Ontem estavam doidos de desejo, ali mesmo na sala, já cansados que o filme tinha sido longo e enfadonho.

Corpos enroscados, ávidos, húmidos, harmónicos, arrebatados, como se fossem um só.

O Amor e o Corpo unidos em suspiros de êxtase como se o tempo tivesse parado e fosse todo deles, apreenderam a eterna sensação sem opressão de princípio e fim. Tinham conhecido a perenidade do Amor da rendição mútua e superior.

Com o braço, ela quis chegar-lhe mais longe, esticou-o e foi-lhe afagando as costas, com um movimento mais amplo tocou na mesa, sentiu a superfície fria e abriu os olhos.

Na penumbra viu uma figura bizarra, rosada, carnavalesca, estátua de Botero feita humana, que tinha o olhar fixo, obsceno, triunfante, malévolo.
Ela estremeceu, a sua sofreguidão tornou-se em agitação, a humidade do corpo em suores frios.

Acordou, afinal tudo não passara de um sonho! Um sonho maravilhoso com um pérfido final.

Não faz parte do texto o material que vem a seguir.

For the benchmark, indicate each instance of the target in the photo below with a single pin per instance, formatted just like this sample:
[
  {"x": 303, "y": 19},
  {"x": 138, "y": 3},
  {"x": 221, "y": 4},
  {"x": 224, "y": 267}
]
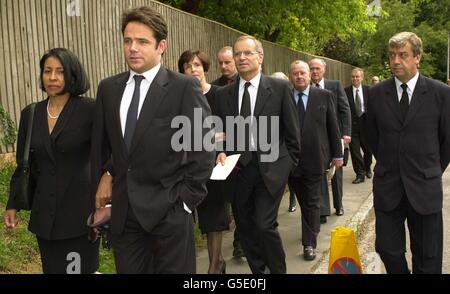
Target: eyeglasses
[{"x": 246, "y": 53}]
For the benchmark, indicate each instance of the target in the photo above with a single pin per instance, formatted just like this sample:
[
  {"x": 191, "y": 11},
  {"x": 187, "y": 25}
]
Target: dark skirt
[
  {"x": 213, "y": 212},
  {"x": 66, "y": 256}
]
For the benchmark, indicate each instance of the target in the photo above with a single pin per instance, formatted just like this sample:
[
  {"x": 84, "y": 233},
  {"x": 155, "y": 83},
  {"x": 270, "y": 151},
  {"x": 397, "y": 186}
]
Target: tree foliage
[{"x": 428, "y": 19}]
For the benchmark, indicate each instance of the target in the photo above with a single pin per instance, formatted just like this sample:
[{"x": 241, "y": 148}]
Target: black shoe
[
  {"x": 238, "y": 252},
  {"x": 309, "y": 253},
  {"x": 358, "y": 180},
  {"x": 340, "y": 211}
]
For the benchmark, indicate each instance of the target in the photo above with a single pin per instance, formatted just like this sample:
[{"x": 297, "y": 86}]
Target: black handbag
[{"x": 23, "y": 183}]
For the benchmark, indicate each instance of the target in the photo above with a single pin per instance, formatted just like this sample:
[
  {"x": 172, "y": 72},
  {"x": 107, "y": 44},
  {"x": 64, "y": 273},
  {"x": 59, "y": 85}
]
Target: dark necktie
[
  {"x": 301, "y": 109},
  {"x": 246, "y": 156},
  {"x": 358, "y": 104},
  {"x": 404, "y": 101},
  {"x": 132, "y": 113}
]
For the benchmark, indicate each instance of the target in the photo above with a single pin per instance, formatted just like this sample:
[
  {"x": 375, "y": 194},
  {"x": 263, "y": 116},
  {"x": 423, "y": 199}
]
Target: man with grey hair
[
  {"x": 320, "y": 147},
  {"x": 318, "y": 68},
  {"x": 259, "y": 183},
  {"x": 409, "y": 133},
  {"x": 375, "y": 80},
  {"x": 357, "y": 95}
]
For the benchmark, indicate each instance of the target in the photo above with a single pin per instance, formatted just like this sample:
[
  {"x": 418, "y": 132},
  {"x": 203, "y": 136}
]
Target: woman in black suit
[
  {"x": 213, "y": 216},
  {"x": 59, "y": 156}
]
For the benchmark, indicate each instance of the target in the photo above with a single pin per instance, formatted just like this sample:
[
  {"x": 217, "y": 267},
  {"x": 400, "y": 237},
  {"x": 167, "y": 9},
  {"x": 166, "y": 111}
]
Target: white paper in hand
[{"x": 221, "y": 172}]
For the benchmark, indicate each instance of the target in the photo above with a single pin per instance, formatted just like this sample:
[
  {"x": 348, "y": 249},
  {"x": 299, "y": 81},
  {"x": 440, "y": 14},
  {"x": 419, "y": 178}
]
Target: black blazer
[
  {"x": 357, "y": 122},
  {"x": 414, "y": 152},
  {"x": 152, "y": 177},
  {"x": 320, "y": 135},
  {"x": 274, "y": 100},
  {"x": 342, "y": 106},
  {"x": 60, "y": 166}
]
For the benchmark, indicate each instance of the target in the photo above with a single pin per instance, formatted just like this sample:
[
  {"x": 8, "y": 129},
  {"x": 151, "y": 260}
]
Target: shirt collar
[
  {"x": 304, "y": 92},
  {"x": 322, "y": 83},
  {"x": 149, "y": 75},
  {"x": 411, "y": 83}
]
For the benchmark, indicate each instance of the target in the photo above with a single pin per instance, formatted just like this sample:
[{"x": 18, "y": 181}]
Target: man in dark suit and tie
[
  {"x": 156, "y": 184},
  {"x": 320, "y": 146},
  {"x": 409, "y": 133},
  {"x": 318, "y": 67},
  {"x": 229, "y": 74},
  {"x": 357, "y": 97},
  {"x": 227, "y": 67},
  {"x": 262, "y": 171}
]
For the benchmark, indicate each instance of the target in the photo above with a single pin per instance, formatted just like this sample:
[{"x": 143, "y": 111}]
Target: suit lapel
[
  {"x": 233, "y": 102},
  {"x": 417, "y": 99},
  {"x": 154, "y": 97},
  {"x": 262, "y": 95},
  {"x": 351, "y": 100},
  {"x": 311, "y": 106},
  {"x": 366, "y": 96},
  {"x": 41, "y": 124}
]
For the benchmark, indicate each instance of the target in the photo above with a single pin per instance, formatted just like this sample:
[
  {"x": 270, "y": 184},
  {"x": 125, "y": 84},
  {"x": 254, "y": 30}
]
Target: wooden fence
[{"x": 92, "y": 30}]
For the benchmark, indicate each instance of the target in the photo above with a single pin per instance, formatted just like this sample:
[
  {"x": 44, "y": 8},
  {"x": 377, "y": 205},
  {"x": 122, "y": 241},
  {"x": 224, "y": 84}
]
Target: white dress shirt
[
  {"x": 411, "y": 86},
  {"x": 360, "y": 93}
]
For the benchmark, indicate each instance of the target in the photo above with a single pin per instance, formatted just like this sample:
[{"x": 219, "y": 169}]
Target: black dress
[
  {"x": 213, "y": 214},
  {"x": 62, "y": 199}
]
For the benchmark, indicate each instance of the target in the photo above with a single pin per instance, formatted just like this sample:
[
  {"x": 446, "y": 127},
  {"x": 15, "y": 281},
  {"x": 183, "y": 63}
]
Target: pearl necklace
[{"x": 51, "y": 116}]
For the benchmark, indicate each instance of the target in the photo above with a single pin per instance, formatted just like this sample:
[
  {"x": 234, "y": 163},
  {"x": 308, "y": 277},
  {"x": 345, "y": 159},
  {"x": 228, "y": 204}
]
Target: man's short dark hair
[
  {"x": 148, "y": 17},
  {"x": 188, "y": 55},
  {"x": 76, "y": 81}
]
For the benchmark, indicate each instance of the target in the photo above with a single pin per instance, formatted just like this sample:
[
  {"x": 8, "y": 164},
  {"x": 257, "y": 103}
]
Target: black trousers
[
  {"x": 426, "y": 239},
  {"x": 168, "y": 249},
  {"x": 336, "y": 186},
  {"x": 308, "y": 191},
  {"x": 256, "y": 212}
]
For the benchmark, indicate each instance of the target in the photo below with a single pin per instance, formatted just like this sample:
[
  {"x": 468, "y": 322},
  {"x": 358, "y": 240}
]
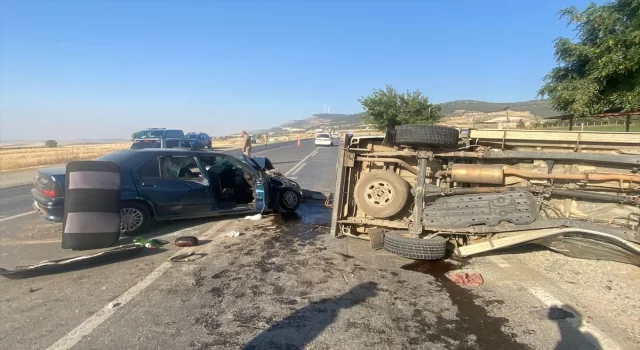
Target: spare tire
[
  {"x": 434, "y": 248},
  {"x": 426, "y": 135},
  {"x": 382, "y": 193}
]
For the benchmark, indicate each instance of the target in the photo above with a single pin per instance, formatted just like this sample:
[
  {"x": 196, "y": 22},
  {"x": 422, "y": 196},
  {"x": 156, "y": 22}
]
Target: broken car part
[{"x": 186, "y": 241}]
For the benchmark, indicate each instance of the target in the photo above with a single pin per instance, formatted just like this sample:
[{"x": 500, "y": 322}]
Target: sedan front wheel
[
  {"x": 288, "y": 201},
  {"x": 134, "y": 218}
]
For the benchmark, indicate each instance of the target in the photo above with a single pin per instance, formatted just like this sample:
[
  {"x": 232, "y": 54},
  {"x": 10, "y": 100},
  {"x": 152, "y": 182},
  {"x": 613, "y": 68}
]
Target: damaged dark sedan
[{"x": 165, "y": 184}]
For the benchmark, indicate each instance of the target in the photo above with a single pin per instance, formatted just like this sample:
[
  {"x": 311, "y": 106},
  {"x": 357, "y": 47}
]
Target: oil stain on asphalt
[
  {"x": 473, "y": 319},
  {"x": 283, "y": 286}
]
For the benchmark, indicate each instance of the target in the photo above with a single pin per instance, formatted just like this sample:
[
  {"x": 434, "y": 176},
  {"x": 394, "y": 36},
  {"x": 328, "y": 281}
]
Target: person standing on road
[{"x": 246, "y": 143}]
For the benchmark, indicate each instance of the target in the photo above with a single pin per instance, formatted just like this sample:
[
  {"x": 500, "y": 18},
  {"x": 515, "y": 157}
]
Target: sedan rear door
[{"x": 174, "y": 183}]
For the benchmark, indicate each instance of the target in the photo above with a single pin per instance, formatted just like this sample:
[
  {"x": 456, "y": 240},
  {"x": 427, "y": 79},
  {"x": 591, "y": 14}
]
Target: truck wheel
[
  {"x": 415, "y": 248},
  {"x": 426, "y": 135},
  {"x": 382, "y": 193}
]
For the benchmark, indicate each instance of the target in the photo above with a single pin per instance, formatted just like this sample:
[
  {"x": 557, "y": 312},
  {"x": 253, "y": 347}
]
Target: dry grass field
[
  {"x": 13, "y": 158},
  {"x": 25, "y": 156}
]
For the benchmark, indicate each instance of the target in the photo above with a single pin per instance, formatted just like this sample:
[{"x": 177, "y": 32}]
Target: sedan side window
[
  {"x": 171, "y": 143},
  {"x": 150, "y": 169},
  {"x": 182, "y": 168}
]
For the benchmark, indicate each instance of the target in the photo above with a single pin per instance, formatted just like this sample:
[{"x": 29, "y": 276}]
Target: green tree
[
  {"x": 601, "y": 69},
  {"x": 51, "y": 143},
  {"x": 387, "y": 108}
]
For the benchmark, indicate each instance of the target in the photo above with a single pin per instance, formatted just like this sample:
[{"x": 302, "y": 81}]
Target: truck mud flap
[
  {"x": 91, "y": 205},
  {"x": 587, "y": 248},
  {"x": 593, "y": 244}
]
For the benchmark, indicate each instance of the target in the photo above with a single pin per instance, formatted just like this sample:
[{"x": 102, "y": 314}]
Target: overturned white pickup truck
[{"x": 421, "y": 191}]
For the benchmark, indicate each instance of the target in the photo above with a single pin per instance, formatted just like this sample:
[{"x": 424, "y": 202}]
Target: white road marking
[
  {"x": 498, "y": 261},
  {"x": 90, "y": 324},
  {"x": 18, "y": 216},
  {"x": 269, "y": 150},
  {"x": 299, "y": 168},
  {"x": 300, "y": 162},
  {"x": 579, "y": 323}
]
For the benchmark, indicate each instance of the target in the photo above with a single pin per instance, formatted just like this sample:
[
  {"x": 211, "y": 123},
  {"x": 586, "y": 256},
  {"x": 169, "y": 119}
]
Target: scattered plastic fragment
[
  {"x": 186, "y": 241},
  {"x": 184, "y": 257},
  {"x": 464, "y": 279},
  {"x": 152, "y": 243},
  {"x": 233, "y": 234},
  {"x": 556, "y": 313},
  {"x": 253, "y": 217}
]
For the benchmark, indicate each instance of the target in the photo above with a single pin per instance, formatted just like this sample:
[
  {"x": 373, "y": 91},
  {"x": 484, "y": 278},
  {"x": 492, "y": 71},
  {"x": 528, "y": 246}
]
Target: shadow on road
[
  {"x": 304, "y": 325},
  {"x": 569, "y": 323}
]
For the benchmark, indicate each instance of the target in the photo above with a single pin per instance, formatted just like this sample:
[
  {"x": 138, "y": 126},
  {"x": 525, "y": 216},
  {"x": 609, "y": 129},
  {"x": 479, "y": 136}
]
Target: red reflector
[{"x": 48, "y": 193}]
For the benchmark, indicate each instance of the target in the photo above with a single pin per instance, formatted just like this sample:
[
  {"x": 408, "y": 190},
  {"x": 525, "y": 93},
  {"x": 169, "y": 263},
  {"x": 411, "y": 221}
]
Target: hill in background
[{"x": 462, "y": 113}]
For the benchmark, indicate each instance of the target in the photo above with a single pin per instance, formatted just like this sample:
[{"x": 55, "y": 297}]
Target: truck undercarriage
[{"x": 421, "y": 191}]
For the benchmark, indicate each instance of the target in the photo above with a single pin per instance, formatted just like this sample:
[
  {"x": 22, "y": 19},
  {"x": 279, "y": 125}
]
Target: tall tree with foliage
[
  {"x": 387, "y": 108},
  {"x": 601, "y": 68}
]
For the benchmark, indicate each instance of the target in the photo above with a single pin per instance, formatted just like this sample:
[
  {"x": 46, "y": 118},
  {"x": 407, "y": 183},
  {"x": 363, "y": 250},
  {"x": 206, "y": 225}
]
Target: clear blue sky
[{"x": 103, "y": 69}]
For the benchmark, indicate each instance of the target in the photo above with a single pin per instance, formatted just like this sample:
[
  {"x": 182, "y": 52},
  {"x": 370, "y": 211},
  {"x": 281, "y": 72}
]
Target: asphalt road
[{"x": 291, "y": 282}]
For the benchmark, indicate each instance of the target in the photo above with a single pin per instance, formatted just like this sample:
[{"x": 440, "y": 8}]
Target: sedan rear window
[{"x": 141, "y": 144}]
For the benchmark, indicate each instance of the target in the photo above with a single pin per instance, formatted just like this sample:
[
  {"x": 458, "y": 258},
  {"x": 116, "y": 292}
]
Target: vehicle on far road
[
  {"x": 166, "y": 143},
  {"x": 166, "y": 184},
  {"x": 159, "y": 133},
  {"x": 204, "y": 138},
  {"x": 323, "y": 140}
]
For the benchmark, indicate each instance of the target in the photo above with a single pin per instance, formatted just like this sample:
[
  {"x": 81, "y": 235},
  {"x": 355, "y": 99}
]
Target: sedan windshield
[
  {"x": 142, "y": 144},
  {"x": 149, "y": 134}
]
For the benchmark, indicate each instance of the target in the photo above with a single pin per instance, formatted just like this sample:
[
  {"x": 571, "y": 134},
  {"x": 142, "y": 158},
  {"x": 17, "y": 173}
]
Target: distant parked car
[
  {"x": 204, "y": 138},
  {"x": 323, "y": 140},
  {"x": 166, "y": 143},
  {"x": 166, "y": 184},
  {"x": 159, "y": 133}
]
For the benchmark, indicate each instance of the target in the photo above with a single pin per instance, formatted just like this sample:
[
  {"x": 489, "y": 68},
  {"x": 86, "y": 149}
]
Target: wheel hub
[
  {"x": 379, "y": 193},
  {"x": 289, "y": 199},
  {"x": 130, "y": 219}
]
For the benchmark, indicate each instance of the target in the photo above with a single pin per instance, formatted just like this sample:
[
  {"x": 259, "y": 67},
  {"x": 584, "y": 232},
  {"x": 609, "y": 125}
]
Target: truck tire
[
  {"x": 426, "y": 135},
  {"x": 415, "y": 248},
  {"x": 382, "y": 193}
]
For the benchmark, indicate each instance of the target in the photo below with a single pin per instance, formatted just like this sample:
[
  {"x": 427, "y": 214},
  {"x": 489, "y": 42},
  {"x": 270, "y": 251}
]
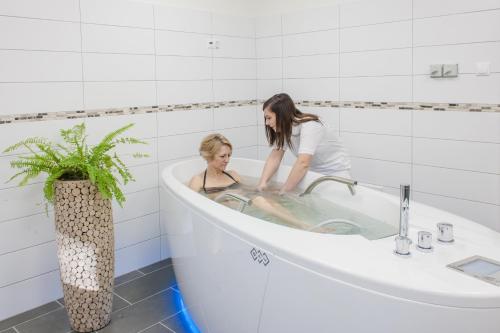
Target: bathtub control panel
[{"x": 479, "y": 267}]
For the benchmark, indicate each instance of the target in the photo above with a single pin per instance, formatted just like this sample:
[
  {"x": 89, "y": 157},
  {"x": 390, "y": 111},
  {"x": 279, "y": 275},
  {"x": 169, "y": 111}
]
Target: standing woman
[{"x": 316, "y": 147}]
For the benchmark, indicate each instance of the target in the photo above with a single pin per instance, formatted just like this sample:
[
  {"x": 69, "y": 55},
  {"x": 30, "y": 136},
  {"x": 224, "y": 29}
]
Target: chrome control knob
[
  {"x": 424, "y": 241},
  {"x": 445, "y": 232},
  {"x": 402, "y": 245}
]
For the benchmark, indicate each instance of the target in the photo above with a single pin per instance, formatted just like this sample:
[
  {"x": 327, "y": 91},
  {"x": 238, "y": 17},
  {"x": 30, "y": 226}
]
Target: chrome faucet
[
  {"x": 349, "y": 182},
  {"x": 244, "y": 201},
  {"x": 402, "y": 241}
]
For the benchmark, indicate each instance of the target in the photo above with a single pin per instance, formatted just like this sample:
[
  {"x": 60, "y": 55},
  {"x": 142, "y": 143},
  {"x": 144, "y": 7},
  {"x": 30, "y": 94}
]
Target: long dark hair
[{"x": 287, "y": 115}]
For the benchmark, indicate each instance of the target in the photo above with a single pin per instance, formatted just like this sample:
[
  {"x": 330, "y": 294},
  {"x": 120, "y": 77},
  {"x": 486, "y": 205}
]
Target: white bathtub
[{"x": 240, "y": 274}]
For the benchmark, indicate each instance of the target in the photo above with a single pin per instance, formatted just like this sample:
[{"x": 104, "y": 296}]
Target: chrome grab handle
[
  {"x": 349, "y": 182},
  {"x": 244, "y": 201}
]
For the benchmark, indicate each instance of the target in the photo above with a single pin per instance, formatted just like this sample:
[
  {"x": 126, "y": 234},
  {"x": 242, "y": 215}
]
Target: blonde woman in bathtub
[{"x": 217, "y": 150}]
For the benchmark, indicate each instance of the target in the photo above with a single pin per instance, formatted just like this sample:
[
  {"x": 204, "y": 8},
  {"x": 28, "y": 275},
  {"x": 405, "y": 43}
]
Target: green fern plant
[{"x": 75, "y": 160}]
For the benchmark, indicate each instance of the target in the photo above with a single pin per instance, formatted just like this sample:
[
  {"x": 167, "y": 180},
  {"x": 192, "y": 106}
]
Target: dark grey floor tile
[
  {"x": 147, "y": 285},
  {"x": 143, "y": 314},
  {"x": 22, "y": 317},
  {"x": 11, "y": 330},
  {"x": 158, "y": 328},
  {"x": 156, "y": 265},
  {"x": 127, "y": 277},
  {"x": 118, "y": 303},
  {"x": 53, "y": 322}
]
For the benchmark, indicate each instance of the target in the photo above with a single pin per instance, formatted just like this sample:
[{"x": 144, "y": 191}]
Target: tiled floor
[{"x": 144, "y": 301}]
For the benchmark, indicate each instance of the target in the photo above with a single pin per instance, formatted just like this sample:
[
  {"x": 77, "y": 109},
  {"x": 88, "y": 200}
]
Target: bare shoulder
[
  {"x": 196, "y": 182},
  {"x": 235, "y": 175}
]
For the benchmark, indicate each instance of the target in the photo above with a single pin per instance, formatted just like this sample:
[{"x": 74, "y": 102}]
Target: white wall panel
[
  {"x": 452, "y": 29},
  {"x": 181, "y": 43},
  {"x": 179, "y": 92},
  {"x": 269, "y": 47},
  {"x": 378, "y": 172},
  {"x": 136, "y": 256},
  {"x": 312, "y": 89},
  {"x": 376, "y": 63},
  {"x": 137, "y": 204},
  {"x": 270, "y": 68},
  {"x": 372, "y": 89},
  {"x": 119, "y": 94},
  {"x": 32, "y": 34},
  {"x": 375, "y": 11},
  {"x": 227, "y": 69},
  {"x": 424, "y": 8},
  {"x": 186, "y": 121},
  {"x": 394, "y": 122},
  {"x": 377, "y": 146},
  {"x": 40, "y": 97},
  {"x": 311, "y": 43},
  {"x": 118, "y": 67},
  {"x": 465, "y": 55},
  {"x": 183, "y": 68},
  {"x": 267, "y": 25},
  {"x": 473, "y": 156},
  {"x": 234, "y": 117},
  {"x": 467, "y": 126},
  {"x": 459, "y": 184},
  {"x": 235, "y": 47},
  {"x": 24, "y": 66},
  {"x": 230, "y": 90},
  {"x": 325, "y": 65},
  {"x": 267, "y": 88},
  {"x": 462, "y": 89},
  {"x": 65, "y": 10},
  {"x": 182, "y": 19},
  {"x": 137, "y": 230},
  {"x": 485, "y": 214},
  {"x": 117, "y": 12},
  {"x": 112, "y": 39},
  {"x": 232, "y": 25},
  {"x": 376, "y": 37},
  {"x": 323, "y": 18}
]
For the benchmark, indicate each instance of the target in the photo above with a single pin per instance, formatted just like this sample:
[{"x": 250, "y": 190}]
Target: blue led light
[{"x": 187, "y": 322}]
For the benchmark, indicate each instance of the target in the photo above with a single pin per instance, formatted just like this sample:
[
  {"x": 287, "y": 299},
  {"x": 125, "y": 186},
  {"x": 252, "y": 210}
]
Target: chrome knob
[
  {"x": 402, "y": 245},
  {"x": 424, "y": 241},
  {"x": 445, "y": 232}
]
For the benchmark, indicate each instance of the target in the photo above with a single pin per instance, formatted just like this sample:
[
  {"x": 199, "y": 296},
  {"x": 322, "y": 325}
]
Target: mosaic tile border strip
[{"x": 16, "y": 118}]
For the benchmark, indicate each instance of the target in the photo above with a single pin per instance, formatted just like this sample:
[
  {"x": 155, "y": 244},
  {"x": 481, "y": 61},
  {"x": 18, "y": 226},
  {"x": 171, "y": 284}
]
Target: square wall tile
[
  {"x": 64, "y": 10},
  {"x": 320, "y": 42},
  {"x": 314, "y": 19},
  {"x": 376, "y": 11},
  {"x": 182, "y": 19},
  {"x": 117, "y": 12},
  {"x": 34, "y": 34},
  {"x": 376, "y": 37}
]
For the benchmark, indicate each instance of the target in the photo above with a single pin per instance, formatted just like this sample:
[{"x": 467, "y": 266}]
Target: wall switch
[
  {"x": 450, "y": 70},
  {"x": 436, "y": 70},
  {"x": 483, "y": 68}
]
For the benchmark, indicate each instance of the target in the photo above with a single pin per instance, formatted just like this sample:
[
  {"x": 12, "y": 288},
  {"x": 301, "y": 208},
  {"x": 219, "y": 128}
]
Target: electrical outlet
[
  {"x": 436, "y": 70},
  {"x": 450, "y": 70}
]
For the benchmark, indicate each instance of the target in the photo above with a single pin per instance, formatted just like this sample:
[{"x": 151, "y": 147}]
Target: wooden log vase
[{"x": 85, "y": 245}]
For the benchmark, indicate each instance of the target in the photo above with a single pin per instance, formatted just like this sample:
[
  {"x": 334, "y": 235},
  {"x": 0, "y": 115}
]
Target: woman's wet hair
[
  {"x": 287, "y": 115},
  {"x": 211, "y": 144}
]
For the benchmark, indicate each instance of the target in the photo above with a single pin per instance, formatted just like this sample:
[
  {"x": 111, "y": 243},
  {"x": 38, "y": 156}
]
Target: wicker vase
[{"x": 85, "y": 242}]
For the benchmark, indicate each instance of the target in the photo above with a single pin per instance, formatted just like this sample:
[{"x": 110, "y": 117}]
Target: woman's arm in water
[
  {"x": 299, "y": 170},
  {"x": 272, "y": 163}
]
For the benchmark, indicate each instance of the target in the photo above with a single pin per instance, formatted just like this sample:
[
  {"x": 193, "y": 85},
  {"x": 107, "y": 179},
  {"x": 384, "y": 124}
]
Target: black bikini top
[{"x": 217, "y": 188}]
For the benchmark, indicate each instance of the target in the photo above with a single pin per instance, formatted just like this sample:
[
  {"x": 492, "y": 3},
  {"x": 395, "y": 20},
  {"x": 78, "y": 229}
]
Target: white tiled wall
[
  {"x": 381, "y": 51},
  {"x": 91, "y": 54}
]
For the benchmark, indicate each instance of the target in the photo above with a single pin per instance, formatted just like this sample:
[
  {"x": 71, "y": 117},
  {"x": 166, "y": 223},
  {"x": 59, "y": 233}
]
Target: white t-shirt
[{"x": 314, "y": 138}]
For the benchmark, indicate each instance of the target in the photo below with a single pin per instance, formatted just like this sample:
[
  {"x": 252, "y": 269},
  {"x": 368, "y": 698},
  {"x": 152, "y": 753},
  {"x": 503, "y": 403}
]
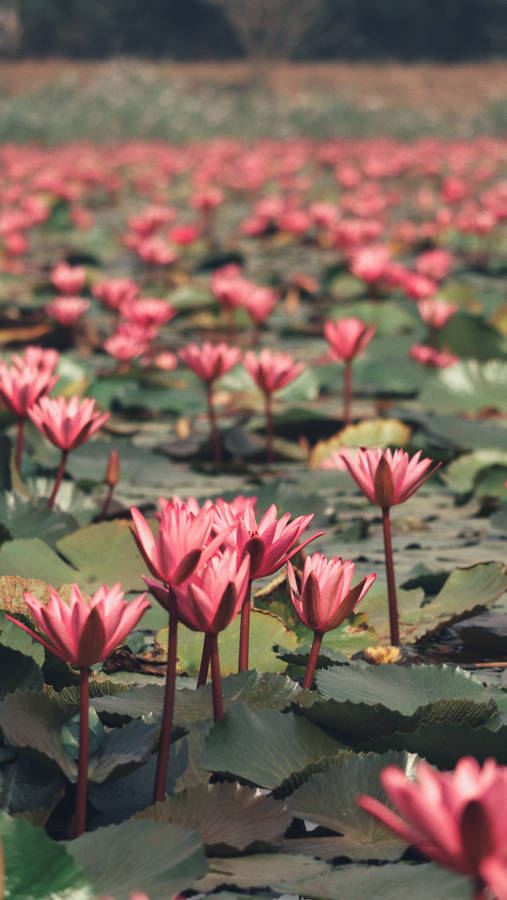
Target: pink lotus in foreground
[
  {"x": 456, "y": 818},
  {"x": 325, "y": 599},
  {"x": 84, "y": 632},
  {"x": 387, "y": 479}
]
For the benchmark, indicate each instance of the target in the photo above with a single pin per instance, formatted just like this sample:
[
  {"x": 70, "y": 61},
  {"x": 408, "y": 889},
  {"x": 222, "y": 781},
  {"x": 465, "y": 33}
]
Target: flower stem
[
  {"x": 205, "y": 659},
  {"x": 19, "y": 441},
  {"x": 58, "y": 479},
  {"x": 244, "y": 631},
  {"x": 168, "y": 711},
  {"x": 391, "y": 583},
  {"x": 82, "y": 776},
  {"x": 268, "y": 409},
  {"x": 218, "y": 703},
  {"x": 217, "y": 451},
  {"x": 312, "y": 659},
  {"x": 347, "y": 391}
]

Levantou-se, vestiu o roupão, sentou-se no sofá e acendeu um cigarro.

Ele, como habitual, sem palavra nem gesto, foi comer uma maçã e sentou-se ao computador. Dizem que foi trabalhar.

Ela voltou a sentir a seiva sem contenção, ferida, descontrolada, sem saber se era noite ou dia.

Mas também o que é que isso interessa?